Since a pickup of just one seat in November would give Republicans the majority, expect much of the pressure over the confirmation vote to be focused on Democrats defending battleground seats. According to Inside Elections with Nathan L. Gonzales, four of the five most vulnerable Senate seats up this year are held by Democrats: Mark Kelly of Arizona, Raphael Warnock of Georgia, Maggie Hassan of New Hampshire and Catherine Cortez Masto of Nevada.
The battle over Kavanaugh’s nomination in September 2018, which in the end focused on allegations that he sexually assaulted a woman when they were in high school, fired up Democratic base voters and may have helped boost the size of the party’s House takeover in 2018. But replacing liberal Anthony M. Kennedy with a conservative justice also helped fire up the GOP base, and Republicans that November added two seats to their Senate majority while ousting Democratic incumbents in Florida, Indiana, Missouri and North Dakota.
‘Walk the plank’
Republicans this year appear to be preparing to attack any Biden nominee as too liberal, and aim to punish Democratic senators for following the lead of Majority Leader Charles E. Schumer.
“I predict that Chuck Schumer and whoever is running the White House will force all Democrats to obey and walk the plank in support of a radical liberal with extremist views,” National Republican Senatorial Committee Chairman Rick Scott, R-Fla., said in a statement.
Missouri Sen. Josh Hawley — who, like Scott, flipped a Democratic seat in the wake of Kavanaugh’s confirmation — said on Twitter that Biden faces a choice of nominating “someone who loves America and believes in the Constitution” or “a woke activist.”
It’s possible, however, that Biden’s nominee could attract some Republican votes in the Senate, as some of his judicial nominations to date have. And Democrats are unlikely to get confirmation votes from moderate senators, especially West Virginia’s Joe Manchin III and Arizona’s Kyrsten Sinema, for any nominee that isn’t mainstream.
“Republicans would be doing themselves a great disservice if they mounted a strong opposition to whomever this African American woman is going to be,” said Ross Baker, a Rutgers University political scientist who has written extensively about the Senate. “It would be a big political mistake. They don’t need to do that. This is not a crucial appointment in that it throws the Supreme Court out of balance.”

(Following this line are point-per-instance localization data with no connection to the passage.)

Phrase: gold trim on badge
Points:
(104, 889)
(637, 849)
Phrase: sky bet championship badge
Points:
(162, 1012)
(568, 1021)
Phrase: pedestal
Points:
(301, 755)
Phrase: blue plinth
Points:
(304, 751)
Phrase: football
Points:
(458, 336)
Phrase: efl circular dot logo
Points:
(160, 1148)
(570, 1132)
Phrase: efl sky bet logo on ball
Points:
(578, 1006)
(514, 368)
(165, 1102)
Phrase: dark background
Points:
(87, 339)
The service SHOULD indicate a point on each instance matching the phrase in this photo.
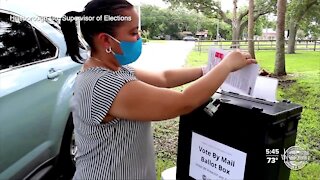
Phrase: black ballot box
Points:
(237, 137)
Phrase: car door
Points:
(31, 76)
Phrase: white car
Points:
(36, 79)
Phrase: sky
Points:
(60, 7)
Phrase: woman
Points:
(113, 103)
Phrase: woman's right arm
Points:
(140, 101)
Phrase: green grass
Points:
(157, 41)
(301, 86)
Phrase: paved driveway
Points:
(164, 55)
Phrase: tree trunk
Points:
(293, 28)
(235, 26)
(251, 28)
(280, 68)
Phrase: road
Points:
(157, 56)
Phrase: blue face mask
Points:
(131, 51)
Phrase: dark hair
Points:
(89, 28)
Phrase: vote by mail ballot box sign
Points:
(210, 159)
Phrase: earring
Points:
(108, 50)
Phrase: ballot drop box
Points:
(236, 137)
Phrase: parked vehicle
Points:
(36, 79)
(190, 38)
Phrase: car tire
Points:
(65, 166)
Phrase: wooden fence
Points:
(307, 45)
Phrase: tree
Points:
(212, 8)
(251, 29)
(280, 68)
(296, 11)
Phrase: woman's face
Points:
(127, 31)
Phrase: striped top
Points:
(119, 149)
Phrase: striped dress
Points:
(119, 149)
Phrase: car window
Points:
(20, 43)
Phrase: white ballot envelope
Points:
(245, 81)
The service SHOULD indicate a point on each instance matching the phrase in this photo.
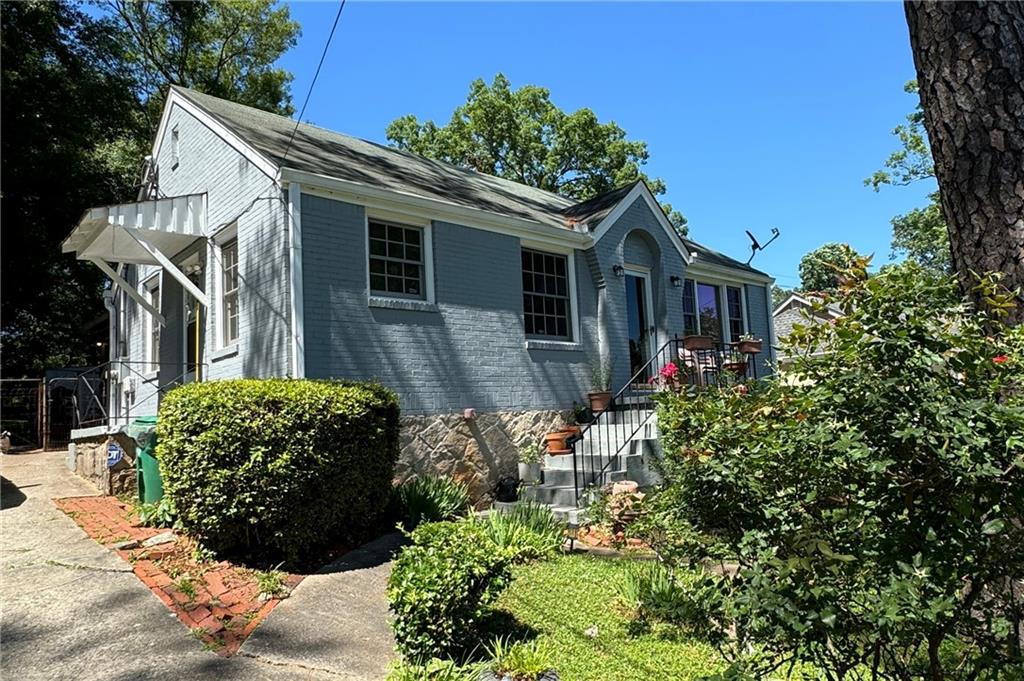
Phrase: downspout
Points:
(294, 218)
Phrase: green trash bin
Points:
(143, 431)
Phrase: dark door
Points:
(638, 324)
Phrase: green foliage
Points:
(518, 661)
(921, 235)
(569, 605)
(270, 582)
(819, 269)
(527, 531)
(441, 586)
(870, 503)
(160, 514)
(522, 136)
(431, 499)
(278, 468)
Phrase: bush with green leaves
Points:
(526, 531)
(440, 588)
(431, 500)
(278, 468)
(869, 503)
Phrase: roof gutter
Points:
(390, 200)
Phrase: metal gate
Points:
(22, 412)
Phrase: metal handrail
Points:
(705, 362)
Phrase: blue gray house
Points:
(254, 254)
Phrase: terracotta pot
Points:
(738, 368)
(749, 347)
(555, 442)
(599, 400)
(698, 342)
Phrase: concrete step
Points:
(557, 477)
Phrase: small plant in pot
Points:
(506, 494)
(600, 378)
(749, 344)
(530, 456)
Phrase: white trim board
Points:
(641, 189)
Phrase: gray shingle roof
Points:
(327, 153)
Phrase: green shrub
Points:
(441, 586)
(526, 531)
(278, 468)
(871, 499)
(431, 500)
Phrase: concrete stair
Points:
(611, 447)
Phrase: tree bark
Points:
(970, 60)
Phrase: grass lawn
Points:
(564, 597)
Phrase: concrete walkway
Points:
(72, 609)
(335, 620)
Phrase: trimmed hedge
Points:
(440, 588)
(278, 468)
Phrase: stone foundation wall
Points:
(90, 463)
(477, 452)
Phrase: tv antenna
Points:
(756, 246)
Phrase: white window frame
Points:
(151, 351)
(175, 147)
(573, 298)
(222, 238)
(723, 304)
(427, 250)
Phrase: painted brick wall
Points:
(237, 190)
(470, 351)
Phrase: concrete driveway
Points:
(72, 609)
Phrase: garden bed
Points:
(219, 602)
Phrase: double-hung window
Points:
(229, 292)
(710, 309)
(396, 260)
(546, 303)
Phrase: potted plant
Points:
(735, 363)
(698, 342)
(749, 344)
(530, 456)
(600, 395)
(506, 494)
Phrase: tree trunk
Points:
(970, 59)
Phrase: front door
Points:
(639, 322)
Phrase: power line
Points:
(302, 112)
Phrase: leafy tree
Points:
(865, 515)
(82, 97)
(62, 101)
(819, 269)
(522, 136)
(971, 98)
(921, 235)
(778, 295)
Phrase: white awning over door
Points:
(145, 232)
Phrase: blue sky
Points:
(757, 116)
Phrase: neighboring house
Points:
(261, 249)
(800, 308)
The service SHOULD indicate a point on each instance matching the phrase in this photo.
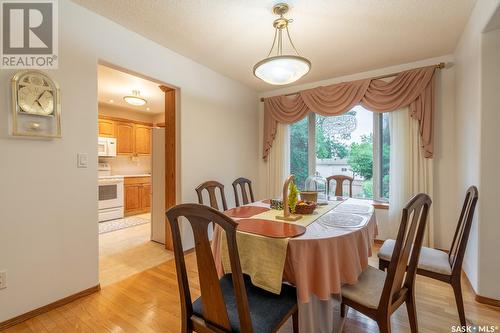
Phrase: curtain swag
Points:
(413, 88)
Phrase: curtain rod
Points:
(441, 65)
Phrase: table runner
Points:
(265, 266)
(305, 220)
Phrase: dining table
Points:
(317, 254)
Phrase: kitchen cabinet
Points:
(137, 195)
(132, 138)
(142, 139)
(106, 128)
(125, 137)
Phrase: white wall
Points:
(468, 126)
(48, 214)
(120, 112)
(445, 206)
(489, 228)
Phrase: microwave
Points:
(106, 147)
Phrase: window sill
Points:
(379, 205)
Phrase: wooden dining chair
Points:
(378, 294)
(232, 303)
(211, 186)
(439, 265)
(243, 184)
(339, 187)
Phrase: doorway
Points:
(134, 177)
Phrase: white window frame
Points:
(377, 152)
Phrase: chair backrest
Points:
(243, 183)
(459, 244)
(408, 245)
(339, 180)
(211, 187)
(215, 316)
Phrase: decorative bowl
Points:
(305, 207)
(277, 204)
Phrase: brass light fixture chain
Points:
(291, 43)
(274, 42)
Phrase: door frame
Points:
(172, 142)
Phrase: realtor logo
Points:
(29, 34)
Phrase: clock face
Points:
(35, 96)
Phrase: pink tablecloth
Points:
(324, 258)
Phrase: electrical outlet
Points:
(3, 280)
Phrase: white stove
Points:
(111, 202)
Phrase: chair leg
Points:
(295, 322)
(412, 312)
(384, 325)
(457, 289)
(382, 264)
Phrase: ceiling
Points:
(339, 37)
(113, 85)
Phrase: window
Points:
(356, 144)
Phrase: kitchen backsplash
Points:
(127, 165)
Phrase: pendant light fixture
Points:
(278, 68)
(135, 99)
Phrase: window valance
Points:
(412, 88)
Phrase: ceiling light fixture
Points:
(135, 99)
(281, 69)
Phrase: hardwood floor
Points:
(149, 302)
(125, 252)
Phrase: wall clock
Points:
(36, 105)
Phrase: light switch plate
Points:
(82, 160)
(3, 280)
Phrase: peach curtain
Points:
(413, 88)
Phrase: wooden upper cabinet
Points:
(106, 128)
(142, 139)
(146, 196)
(132, 137)
(125, 138)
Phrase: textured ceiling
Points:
(339, 37)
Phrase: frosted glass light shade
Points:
(134, 100)
(282, 69)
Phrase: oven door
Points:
(110, 193)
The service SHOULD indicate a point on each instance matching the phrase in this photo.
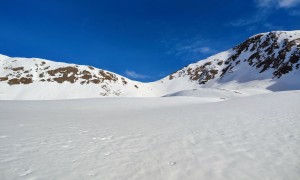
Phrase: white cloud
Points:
(133, 74)
(276, 3)
(264, 9)
(288, 3)
(203, 50)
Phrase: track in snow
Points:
(255, 137)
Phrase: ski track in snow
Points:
(256, 137)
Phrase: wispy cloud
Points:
(135, 75)
(276, 3)
(264, 8)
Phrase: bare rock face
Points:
(271, 56)
(21, 72)
(278, 52)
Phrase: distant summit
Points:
(264, 62)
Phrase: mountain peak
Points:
(266, 61)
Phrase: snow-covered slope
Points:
(33, 78)
(172, 138)
(263, 63)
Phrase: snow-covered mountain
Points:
(33, 78)
(264, 62)
(267, 61)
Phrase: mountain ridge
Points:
(265, 61)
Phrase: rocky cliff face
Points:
(268, 60)
(267, 56)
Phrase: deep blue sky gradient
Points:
(141, 39)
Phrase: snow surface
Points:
(254, 137)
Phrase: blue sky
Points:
(140, 39)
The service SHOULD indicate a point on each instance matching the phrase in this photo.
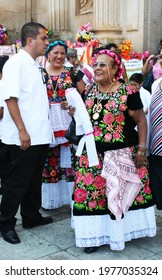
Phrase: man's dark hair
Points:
(137, 77)
(30, 29)
(71, 53)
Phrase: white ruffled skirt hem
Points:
(101, 230)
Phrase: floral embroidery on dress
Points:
(89, 189)
(109, 126)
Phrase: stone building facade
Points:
(111, 20)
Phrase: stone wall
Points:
(112, 20)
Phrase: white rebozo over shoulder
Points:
(83, 126)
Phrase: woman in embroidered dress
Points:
(101, 203)
(58, 173)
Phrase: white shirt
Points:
(145, 98)
(22, 79)
(1, 105)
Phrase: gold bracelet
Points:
(141, 153)
(142, 146)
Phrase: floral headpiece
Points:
(3, 35)
(84, 33)
(56, 43)
(116, 59)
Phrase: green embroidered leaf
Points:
(79, 206)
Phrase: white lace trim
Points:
(60, 119)
(101, 230)
(55, 195)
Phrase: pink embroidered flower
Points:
(53, 161)
(139, 198)
(142, 172)
(45, 173)
(130, 89)
(83, 161)
(101, 202)
(116, 135)
(78, 177)
(147, 188)
(97, 131)
(99, 166)
(102, 192)
(108, 118)
(89, 103)
(123, 98)
(111, 104)
(92, 204)
(95, 194)
(70, 172)
(119, 128)
(108, 137)
(80, 195)
(110, 127)
(99, 182)
(122, 107)
(88, 179)
(120, 118)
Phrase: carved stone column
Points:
(106, 20)
(58, 14)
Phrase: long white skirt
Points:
(55, 195)
(101, 230)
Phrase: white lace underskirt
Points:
(55, 195)
(101, 230)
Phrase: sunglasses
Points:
(101, 64)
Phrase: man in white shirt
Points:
(26, 132)
(4, 159)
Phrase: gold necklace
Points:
(54, 90)
(98, 106)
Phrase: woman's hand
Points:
(140, 159)
(69, 108)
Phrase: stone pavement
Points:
(56, 242)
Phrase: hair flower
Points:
(3, 35)
(84, 33)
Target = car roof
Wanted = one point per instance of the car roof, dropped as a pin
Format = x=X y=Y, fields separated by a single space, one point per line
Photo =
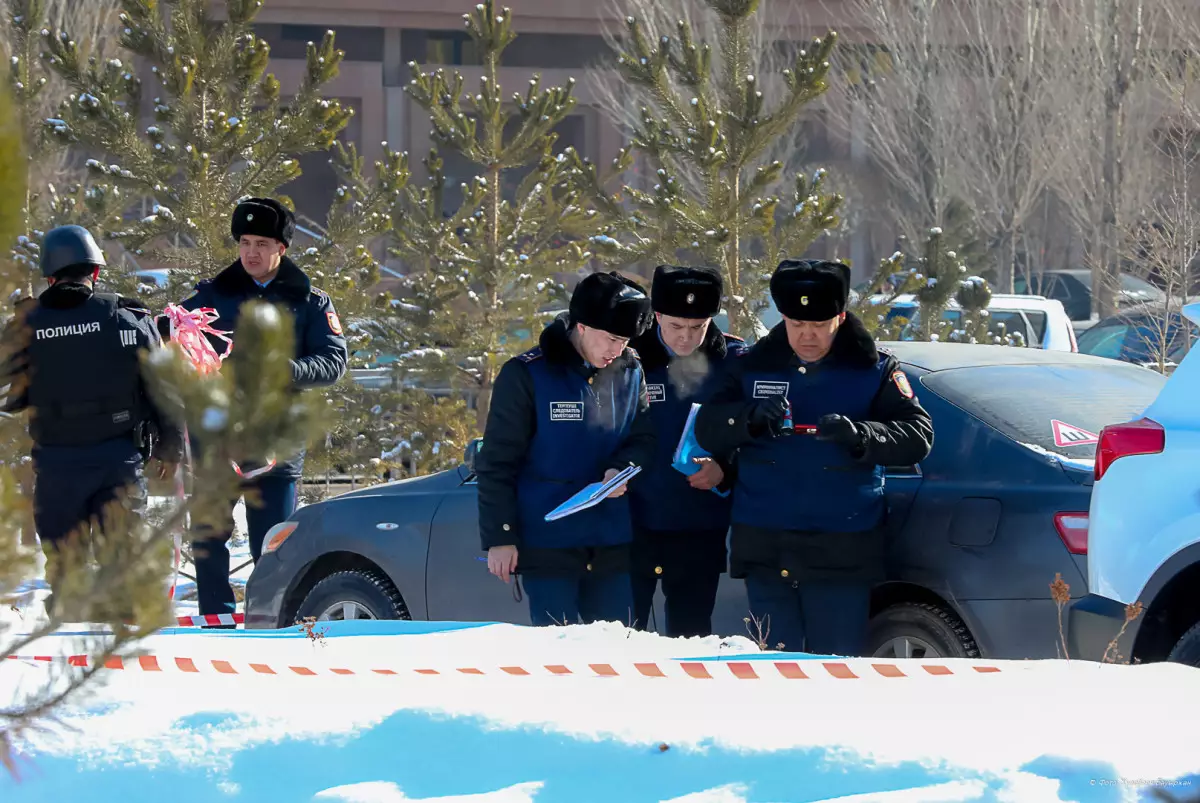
x=999 y=301
x=947 y=357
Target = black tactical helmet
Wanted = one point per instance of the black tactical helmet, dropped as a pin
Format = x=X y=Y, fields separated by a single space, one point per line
x=67 y=246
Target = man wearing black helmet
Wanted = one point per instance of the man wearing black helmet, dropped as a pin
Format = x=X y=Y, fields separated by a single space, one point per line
x=73 y=363
x=263 y=229
x=565 y=414
x=809 y=505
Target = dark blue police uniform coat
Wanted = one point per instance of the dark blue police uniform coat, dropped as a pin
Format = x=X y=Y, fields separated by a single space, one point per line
x=556 y=425
x=809 y=514
x=321 y=360
x=679 y=531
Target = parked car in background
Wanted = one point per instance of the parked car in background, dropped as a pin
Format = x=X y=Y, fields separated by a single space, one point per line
x=1141 y=335
x=1043 y=323
x=977 y=531
x=1145 y=537
x=1074 y=289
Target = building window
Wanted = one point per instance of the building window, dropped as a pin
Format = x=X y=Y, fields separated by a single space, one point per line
x=450 y=48
x=357 y=42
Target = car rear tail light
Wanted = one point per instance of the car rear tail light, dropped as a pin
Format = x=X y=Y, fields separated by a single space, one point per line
x=277 y=534
x=1140 y=437
x=1073 y=531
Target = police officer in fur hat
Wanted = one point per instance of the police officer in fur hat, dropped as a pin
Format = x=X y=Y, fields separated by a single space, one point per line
x=565 y=414
x=72 y=359
x=809 y=508
x=263 y=229
x=682 y=521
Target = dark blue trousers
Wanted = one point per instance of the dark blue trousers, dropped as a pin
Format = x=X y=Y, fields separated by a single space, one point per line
x=567 y=599
x=210 y=549
x=827 y=618
x=689 y=601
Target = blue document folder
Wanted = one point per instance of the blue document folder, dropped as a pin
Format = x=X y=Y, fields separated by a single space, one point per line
x=592 y=495
x=688 y=449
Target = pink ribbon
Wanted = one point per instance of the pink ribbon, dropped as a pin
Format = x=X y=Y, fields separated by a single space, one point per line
x=189 y=329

Strategists who spoke to CQ Roll Call said they would also be watching any incumbent Democrats who are faced with supporting positions of a nominee that could be at odds with their more conservative constituents’ views.
Timing is everything
Breyer’s decision may be coming early enough in the election cycle to potentially mute its impact on the midterms and remove almost any question about who will control the confirmation process.
Even in recent elections where confirmation fights were closer to Election Day, there was no “direct link” between the process and voters’ behavior, said Patrick Murray, director of the Monmouth University Polling Institute.
“It has an impact to the extent that it’s part of a larger narrative, but it’s not going to make or break any race,” Murray said. “It didn’t in 2018 and won’t in 2022.”
This report was corrected to accurately reflect Justice Stephen G. Breyer's name.
Niels Lesniewski contributed to this report.